Filing joint taxes qualifies you for certain tax breaks like the Earned Income Tax Credit, the American Opportunity Credit, and the Lifetime Learning Credit for education expenses which are not available to married filing separately. In addition, couples filing separately also miss the opportunity to deduct student loans. Furthermore, you'll also miss dependent care credit if you use a separate tax filing status. But you can claim the breaks if you're legally separated or live apart from your spouse.

Married couples filing jointly also benefit from the tax credit for qualified adoption expenses. The breaks come with exceptions for spouses that live apart from their spouse but meet other requirements. Additionally, you can enjoy the adoption tax credit from way back if you qualified and filed a joint return when the credit was enacted.

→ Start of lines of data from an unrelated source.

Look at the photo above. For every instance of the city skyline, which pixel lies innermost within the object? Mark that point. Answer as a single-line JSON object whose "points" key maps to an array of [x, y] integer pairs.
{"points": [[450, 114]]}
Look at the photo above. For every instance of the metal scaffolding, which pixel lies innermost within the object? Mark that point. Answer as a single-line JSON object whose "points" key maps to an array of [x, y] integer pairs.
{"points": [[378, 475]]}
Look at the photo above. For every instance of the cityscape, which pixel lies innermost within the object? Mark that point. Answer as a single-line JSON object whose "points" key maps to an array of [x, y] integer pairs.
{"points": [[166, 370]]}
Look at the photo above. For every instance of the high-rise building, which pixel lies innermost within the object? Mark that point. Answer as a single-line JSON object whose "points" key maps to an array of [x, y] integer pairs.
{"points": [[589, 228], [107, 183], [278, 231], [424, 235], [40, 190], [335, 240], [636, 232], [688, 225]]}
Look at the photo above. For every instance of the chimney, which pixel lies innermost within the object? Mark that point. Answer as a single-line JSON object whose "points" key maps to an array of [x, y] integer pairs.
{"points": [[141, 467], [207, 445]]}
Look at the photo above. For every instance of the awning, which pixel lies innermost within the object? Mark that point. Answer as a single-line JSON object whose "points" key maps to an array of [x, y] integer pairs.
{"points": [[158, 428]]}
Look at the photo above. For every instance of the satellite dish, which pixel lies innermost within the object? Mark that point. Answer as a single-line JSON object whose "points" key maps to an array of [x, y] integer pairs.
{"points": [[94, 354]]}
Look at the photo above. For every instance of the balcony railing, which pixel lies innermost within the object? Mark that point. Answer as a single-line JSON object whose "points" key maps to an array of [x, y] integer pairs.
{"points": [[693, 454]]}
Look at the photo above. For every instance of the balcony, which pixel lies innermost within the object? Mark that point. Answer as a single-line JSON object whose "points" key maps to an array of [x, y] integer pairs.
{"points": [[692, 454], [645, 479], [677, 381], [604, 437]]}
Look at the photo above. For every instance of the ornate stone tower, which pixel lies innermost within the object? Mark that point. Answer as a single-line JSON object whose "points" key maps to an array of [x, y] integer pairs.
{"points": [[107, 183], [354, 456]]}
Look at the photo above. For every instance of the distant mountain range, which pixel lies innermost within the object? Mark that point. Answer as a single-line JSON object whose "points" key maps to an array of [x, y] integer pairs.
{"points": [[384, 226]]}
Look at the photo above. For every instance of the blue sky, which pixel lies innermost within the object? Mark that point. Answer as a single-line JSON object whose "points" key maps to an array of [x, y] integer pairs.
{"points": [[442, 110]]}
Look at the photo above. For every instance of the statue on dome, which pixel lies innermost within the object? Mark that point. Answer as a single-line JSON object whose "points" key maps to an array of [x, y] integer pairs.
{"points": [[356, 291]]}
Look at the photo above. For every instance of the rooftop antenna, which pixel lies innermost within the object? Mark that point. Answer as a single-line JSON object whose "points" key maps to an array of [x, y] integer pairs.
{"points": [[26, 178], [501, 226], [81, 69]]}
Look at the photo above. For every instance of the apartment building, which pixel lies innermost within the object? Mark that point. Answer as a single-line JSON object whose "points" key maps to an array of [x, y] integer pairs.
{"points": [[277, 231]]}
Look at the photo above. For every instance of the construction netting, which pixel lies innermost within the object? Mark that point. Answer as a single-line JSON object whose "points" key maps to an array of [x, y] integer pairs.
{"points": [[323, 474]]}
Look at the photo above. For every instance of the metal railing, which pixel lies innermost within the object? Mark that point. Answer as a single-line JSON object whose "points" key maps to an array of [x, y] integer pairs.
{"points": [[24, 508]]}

3. You can contribute to a Roth IRA

The scheme allows you to add money to your Roth IRA. Couples filing jointly can easily reach the threshold to qualify for Roth IRA contributions. You can contribute to your Roth IRA account if your modified adjustable gross income is less than $208,000 for 2021 and $214,000. However, if you're married and living with your spouse during the tax year and earn less than $10,000, you can contribute to a Roth IRA account.

4. Filing jointly is less complicated

Another advantage of joint tax filing is that it is straightforward, unlike the separate tax filing method, which has certain steps to follow. For example, only one spouse can claim a child or dependent deductions when filing separately. Additionally, you must agree on the method of filing, whether standard or itemization. 

Married Filing Jointly Requirements

  1. If you marry on December 31, the last day of a tax year, the IRS considers you married for the tax year. If you divorce or are legally separated on December 31, then you're considered unmarried for the tax year. The only exception to this rule is the death of a spouse.

  2. You and your spouse must agree to use the joint status.

However, the method requires you to make certain calculations to figure out if jointly makes more sense than filing separately. Additionally, you can be considered unmarried under certain conditions if you didn't get a divorce or legal separation before December 31. Such as;

  • Suppose you live apart from your spouse for more than six months during the tax year. However, living apart does not include business, medical care, school, or military service.

  • You use a different filing status from your spouse's.

  • You are responsible for paying more than half of the home expenses during the tax year.

  • Your child, stepchild, or foster child spends more time in your home during the tax year.

The bottom line is married people using the married filing jointly status (MFJ) benefit from tons of tax breaks. Additionally, the method is straightforward and requires one spouse to file before both signs.